By now you should know that social media marketers aren’t only responsible for community management, content creation and building brand awareness. Social media data analysis is a huge part of the job. So much so that some companies are increasingly adding social media data analysts to fortify their marketing teams, answer questions about larger business objectives and optimize social media strategies and campaigns using the scores of data at their disposal.
However, in the 2020 Sprout Social Index, we found that social marketers aren’t necessarily using social data to its full potential. Measuring ROI, second only to identifying and reaching target audiences, is the top challenge social marketers face today. And yet, only 23% use social data to measure ROI. Even fewer (16%) use it for competitor insights, which can be critical in understanding your brand’s share of voice and optimizing the position of your brand in the marketplace.
Strong social media data analysis enables marketers to translate raw numbers and qualitative data into a story that answers the questions:
- What happened?
- Why did something happen?
- What is likely to happen?
- What action should be taken?
Regular reporting on KPIs helps you decide if your strategy is on track and performing as planned. But deeper analysis helps illuminate the greater impact of social media. In this article, we’ll outline how marketers can unleash their inner social media data analyst using Sprout’s Premium Analytics and social listening offerings.
If you haven’t tried Sprout’s reporting options yet, start a 30-day free trial to get hands-on experience.
Descriptive analytics: What happened?
Let’s start by talking about descriptive analytics, which is the interpretation of historical data to understand changes that have occurred. Put simply: what happened? Most commonly, social media marketers use descriptive analytics in their monthly, quarterly or yearly reports to answer questions like:
- What content was most engaging?
- How many followers did we gain?
- How many traffic referrals were driven by social?
- How do our metrics compare to the previous reporting period?
Data analysts are required to prepare, transcribe and “cleanse” data before analyzing it. This ensures that the data and answers you come up with are accurate and relevant. However, when you’re using Sprout Social, Premium Analytics takes on that tedious, time-consuming part of the process for marketers and displays clean, colorful, presentation-ready social media marketing data. The percentage change in metrics performance period-over-period is automatically calculated as well. If you prefer to work with raw numbers, build your own visualizations and do the math yourself, you always have the option to export data from Sprout as a CSV file.
Compare the performance of all your social platforms at once in a cross-channel report, or go platform by platform. In each Premium Analytics report, users can customize the Performance Summary and choose which of the available social media metrics to highlight.
Additionally, you can view charts that give further context around those high-level metrics. For example, if engagements are one of your KPIs for Facebook, Sprout gives you a full breakdown of each engagement type and maps out where spikes and drops occurred.
Looking closer: Why did something happen?
Figuring out “what happened,” is arguably the easy part of reporting. Identifying why something happened, also referred to as diagnostic analytics, is an opportunity to really hone your data analyst skills. It’s also essential to investigate the why before presenting any findings to leadership.

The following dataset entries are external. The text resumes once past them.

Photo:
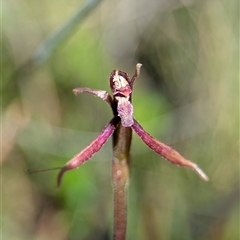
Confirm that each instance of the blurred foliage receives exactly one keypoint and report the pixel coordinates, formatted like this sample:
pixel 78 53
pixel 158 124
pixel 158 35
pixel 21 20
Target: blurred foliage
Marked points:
pixel 187 96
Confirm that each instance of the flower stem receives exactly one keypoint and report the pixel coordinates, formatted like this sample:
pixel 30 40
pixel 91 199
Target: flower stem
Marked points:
pixel 122 137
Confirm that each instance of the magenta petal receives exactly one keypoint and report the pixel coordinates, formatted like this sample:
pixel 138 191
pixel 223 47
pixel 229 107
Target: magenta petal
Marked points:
pixel 165 151
pixel 91 149
pixel 125 112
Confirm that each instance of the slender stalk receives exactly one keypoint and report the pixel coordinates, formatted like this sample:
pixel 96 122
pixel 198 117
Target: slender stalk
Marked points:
pixel 120 175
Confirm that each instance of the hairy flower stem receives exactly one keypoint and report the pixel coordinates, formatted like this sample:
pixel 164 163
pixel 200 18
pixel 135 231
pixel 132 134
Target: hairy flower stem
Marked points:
pixel 122 137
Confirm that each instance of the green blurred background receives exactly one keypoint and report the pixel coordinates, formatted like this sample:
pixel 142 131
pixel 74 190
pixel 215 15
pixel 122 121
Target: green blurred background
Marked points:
pixel 187 96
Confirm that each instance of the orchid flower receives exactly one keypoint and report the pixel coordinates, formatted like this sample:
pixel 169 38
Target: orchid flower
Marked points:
pixel 121 103
pixel 120 127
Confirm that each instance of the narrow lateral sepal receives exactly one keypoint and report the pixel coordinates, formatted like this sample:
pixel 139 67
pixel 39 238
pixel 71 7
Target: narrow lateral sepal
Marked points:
pixel 166 151
pixel 91 149
pixel 98 93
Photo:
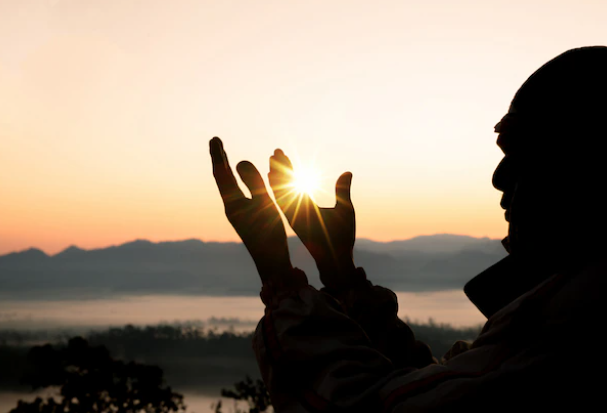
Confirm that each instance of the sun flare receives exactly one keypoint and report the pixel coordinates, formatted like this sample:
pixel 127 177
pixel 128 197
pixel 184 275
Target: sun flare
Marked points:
pixel 306 181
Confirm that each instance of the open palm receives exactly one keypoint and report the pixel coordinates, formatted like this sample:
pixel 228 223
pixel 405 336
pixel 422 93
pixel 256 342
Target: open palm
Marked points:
pixel 256 219
pixel 327 233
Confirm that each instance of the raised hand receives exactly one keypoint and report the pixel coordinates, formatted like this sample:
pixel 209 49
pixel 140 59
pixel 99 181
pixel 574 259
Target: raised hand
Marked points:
pixel 327 233
pixel 256 220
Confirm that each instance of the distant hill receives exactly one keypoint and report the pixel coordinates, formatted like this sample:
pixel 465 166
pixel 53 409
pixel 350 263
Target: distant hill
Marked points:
pixel 194 267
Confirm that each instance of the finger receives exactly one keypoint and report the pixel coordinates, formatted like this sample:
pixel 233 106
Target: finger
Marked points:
pixel 342 190
pixel 224 177
pixel 253 180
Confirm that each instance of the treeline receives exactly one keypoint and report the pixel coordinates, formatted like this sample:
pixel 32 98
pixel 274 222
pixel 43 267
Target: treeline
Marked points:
pixel 191 357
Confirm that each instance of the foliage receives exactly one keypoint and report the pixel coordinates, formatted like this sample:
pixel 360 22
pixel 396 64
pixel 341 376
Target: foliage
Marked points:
pixel 253 392
pixel 91 381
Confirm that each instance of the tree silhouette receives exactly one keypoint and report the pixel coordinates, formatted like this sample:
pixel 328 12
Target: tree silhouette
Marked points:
pixel 91 381
pixel 253 392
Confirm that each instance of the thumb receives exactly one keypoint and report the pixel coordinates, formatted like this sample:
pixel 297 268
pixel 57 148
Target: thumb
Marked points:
pixel 342 189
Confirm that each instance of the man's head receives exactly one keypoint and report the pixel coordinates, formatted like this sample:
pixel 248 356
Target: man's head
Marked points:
pixel 554 168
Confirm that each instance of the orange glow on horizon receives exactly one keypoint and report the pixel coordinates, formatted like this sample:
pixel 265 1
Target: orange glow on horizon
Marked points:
pixel 107 108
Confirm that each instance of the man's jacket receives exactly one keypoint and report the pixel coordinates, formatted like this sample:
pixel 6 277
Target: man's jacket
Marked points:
pixel 538 351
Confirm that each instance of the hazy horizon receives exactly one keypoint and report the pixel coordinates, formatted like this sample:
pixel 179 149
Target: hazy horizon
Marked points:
pixel 54 252
pixel 107 109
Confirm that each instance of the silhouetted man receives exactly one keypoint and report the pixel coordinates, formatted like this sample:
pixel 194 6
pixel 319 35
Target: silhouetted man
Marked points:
pixel 344 349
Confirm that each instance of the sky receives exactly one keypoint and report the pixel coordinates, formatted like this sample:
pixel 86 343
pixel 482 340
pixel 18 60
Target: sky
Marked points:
pixel 107 107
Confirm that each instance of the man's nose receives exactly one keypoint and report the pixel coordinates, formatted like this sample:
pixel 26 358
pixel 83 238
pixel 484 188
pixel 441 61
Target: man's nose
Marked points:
pixel 505 175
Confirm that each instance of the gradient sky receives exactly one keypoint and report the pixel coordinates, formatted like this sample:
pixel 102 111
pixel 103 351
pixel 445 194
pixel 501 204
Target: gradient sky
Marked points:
pixel 107 107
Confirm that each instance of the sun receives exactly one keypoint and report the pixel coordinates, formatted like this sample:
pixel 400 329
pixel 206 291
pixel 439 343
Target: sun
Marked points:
pixel 306 181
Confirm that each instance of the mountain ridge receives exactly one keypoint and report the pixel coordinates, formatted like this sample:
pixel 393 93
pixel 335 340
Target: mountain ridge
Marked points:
pixel 195 267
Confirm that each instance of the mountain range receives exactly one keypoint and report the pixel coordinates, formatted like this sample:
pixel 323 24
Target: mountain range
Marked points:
pixel 193 267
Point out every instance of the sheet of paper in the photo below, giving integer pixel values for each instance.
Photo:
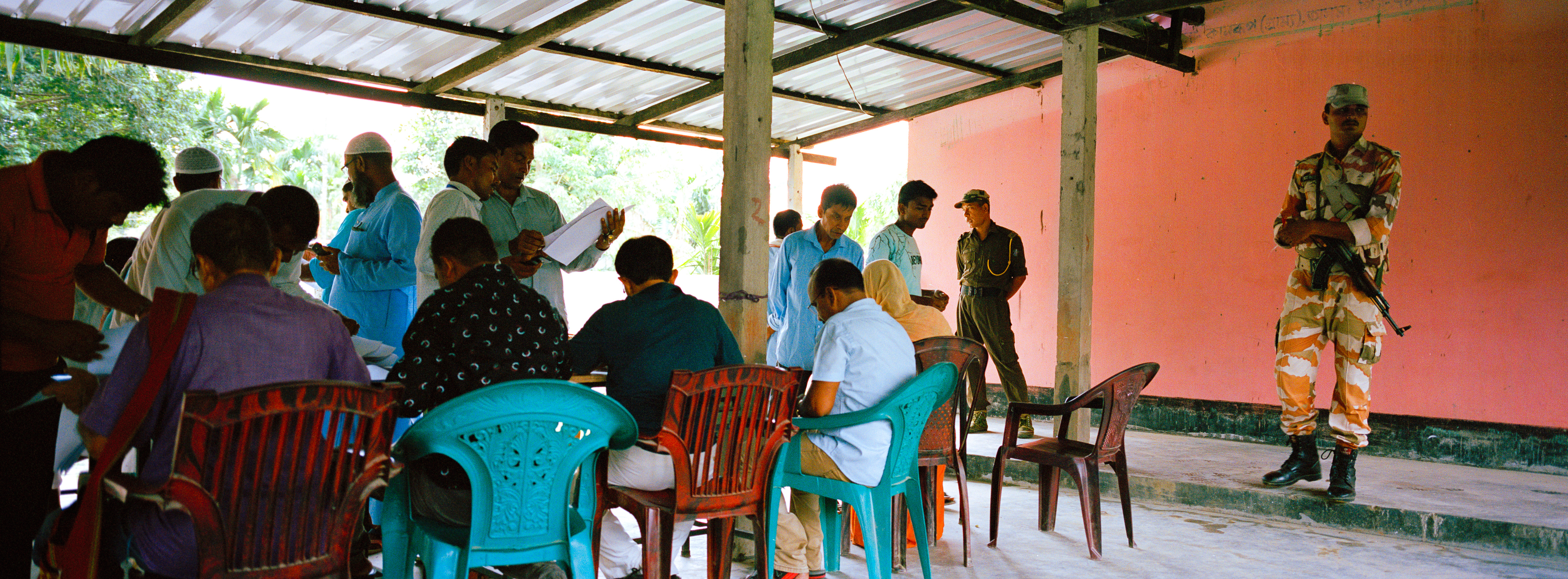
(567, 244)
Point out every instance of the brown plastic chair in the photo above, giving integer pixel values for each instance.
(275, 478)
(1115, 399)
(943, 441)
(723, 429)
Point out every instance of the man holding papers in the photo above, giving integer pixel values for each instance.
(520, 217)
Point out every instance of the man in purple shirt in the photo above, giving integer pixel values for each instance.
(242, 333)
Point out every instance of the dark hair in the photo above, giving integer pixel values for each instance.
(463, 239)
(294, 208)
(838, 273)
(236, 238)
(645, 258)
(509, 134)
(463, 148)
(128, 167)
(838, 195)
(118, 252)
(193, 181)
(785, 220)
(915, 191)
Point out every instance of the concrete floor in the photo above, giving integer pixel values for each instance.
(1180, 542)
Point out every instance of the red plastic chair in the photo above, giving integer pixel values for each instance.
(723, 429)
(275, 478)
(943, 441)
(1115, 399)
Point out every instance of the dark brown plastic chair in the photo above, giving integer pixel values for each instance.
(943, 441)
(275, 478)
(723, 429)
(1115, 399)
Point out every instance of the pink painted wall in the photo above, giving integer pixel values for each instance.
(1194, 169)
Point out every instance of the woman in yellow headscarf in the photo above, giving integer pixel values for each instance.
(885, 285)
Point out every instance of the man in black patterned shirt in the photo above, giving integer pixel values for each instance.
(482, 327)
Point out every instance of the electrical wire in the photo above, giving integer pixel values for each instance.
(836, 60)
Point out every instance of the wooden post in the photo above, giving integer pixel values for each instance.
(1076, 234)
(494, 112)
(744, 213)
(797, 181)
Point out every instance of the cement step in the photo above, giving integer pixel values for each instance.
(1448, 504)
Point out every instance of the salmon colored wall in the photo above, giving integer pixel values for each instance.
(1194, 169)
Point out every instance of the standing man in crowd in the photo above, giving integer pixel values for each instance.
(861, 358)
(520, 217)
(1346, 194)
(785, 223)
(471, 169)
(375, 270)
(789, 302)
(990, 272)
(57, 213)
(896, 242)
(197, 169)
(654, 332)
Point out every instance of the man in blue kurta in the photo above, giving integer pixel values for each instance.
(375, 269)
(789, 302)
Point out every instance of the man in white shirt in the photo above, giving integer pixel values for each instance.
(863, 355)
(164, 255)
(471, 169)
(896, 242)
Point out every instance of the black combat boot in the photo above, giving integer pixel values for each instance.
(1300, 466)
(1343, 476)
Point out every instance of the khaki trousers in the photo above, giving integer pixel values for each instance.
(799, 545)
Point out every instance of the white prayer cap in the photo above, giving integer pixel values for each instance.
(368, 144)
(197, 161)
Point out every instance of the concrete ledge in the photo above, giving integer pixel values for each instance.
(1525, 514)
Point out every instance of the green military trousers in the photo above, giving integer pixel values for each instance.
(989, 321)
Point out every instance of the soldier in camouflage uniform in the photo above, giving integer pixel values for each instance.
(1347, 194)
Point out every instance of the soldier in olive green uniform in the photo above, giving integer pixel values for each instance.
(990, 272)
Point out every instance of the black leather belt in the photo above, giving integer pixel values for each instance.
(981, 293)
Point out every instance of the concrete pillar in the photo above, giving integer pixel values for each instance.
(494, 112)
(797, 179)
(1076, 230)
(744, 213)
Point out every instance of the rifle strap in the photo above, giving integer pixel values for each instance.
(170, 315)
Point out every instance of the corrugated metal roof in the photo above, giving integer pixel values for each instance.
(679, 33)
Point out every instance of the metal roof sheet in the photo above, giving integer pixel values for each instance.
(415, 41)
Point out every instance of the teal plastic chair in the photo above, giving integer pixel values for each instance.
(531, 449)
(907, 409)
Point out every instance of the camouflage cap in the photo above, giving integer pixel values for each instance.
(1347, 95)
(974, 197)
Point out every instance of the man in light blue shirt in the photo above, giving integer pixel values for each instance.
(520, 217)
(375, 269)
(863, 357)
(896, 242)
(789, 303)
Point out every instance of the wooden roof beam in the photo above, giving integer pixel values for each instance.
(515, 46)
(873, 32)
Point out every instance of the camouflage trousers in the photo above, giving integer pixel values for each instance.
(1310, 321)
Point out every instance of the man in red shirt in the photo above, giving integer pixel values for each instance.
(54, 222)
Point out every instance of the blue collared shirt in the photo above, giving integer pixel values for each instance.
(869, 355)
(789, 300)
(375, 281)
(538, 213)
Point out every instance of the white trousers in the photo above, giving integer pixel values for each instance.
(642, 470)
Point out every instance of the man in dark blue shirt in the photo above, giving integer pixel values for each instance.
(645, 338)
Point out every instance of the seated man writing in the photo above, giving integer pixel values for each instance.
(863, 355)
(654, 332)
(242, 333)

First, identify any anomalies or emerging trends you find in your data. For instance, was there an unexpected spike in impressions and engagements on a specific day? Was there a sudden change in traffic for no obvious reason?
The answer to the former question may be simple to come by if you know you’ve increased your posting cadence or you had a major campaign launch. But if it’s less obvious, look at the charts in Sprout and on the days you see anything out of the ordinary, cross-reference your Post Performance Report. With Premium Analytics, you can choose the metric by which you’d like to sort your post performance. Or, sort by date, so you can determine if the post published on the day you noticed the anomaly occurring is the one driving that change.
Also be aware if you’ve tried something new. For instance, if you typically always post with a photo, but posed a question to your community, just text, that blew up and garnered a massive response, take note.
If you can’t seem to determine why something happened, there might be something larger at play. Look beyond analytics to social listening.
Listen to gain a deeper understanding of your audience, industry and more
Brands should always be running a listening topic on brand health so you have a sense of how people think, talk and feel about your products, services and brand overall. This ensures that you’re tapped into the conversations that you aren’t necessarily tagged in.
With Sprout’s social listening tool, social media marketers have more qualitative data to inform their social performance. Sentiment analytics are a good place to start and provide a gauge on whether your audience feels positively, neutrally or negatively about your brand. If sentiment takes a nosedive, you can click to view those messages and get to the bottom of it.
Listening can help you understand how things outside of your control may be dictating your content performance. For example, we’ve seen the pandemic’s ongoing effects directly impact social media engagement. Continually use listening to track how world and local events, breaking news, industry trends, emerging crises and more impact your brand.
Predicting outcomes: What is likely to happen?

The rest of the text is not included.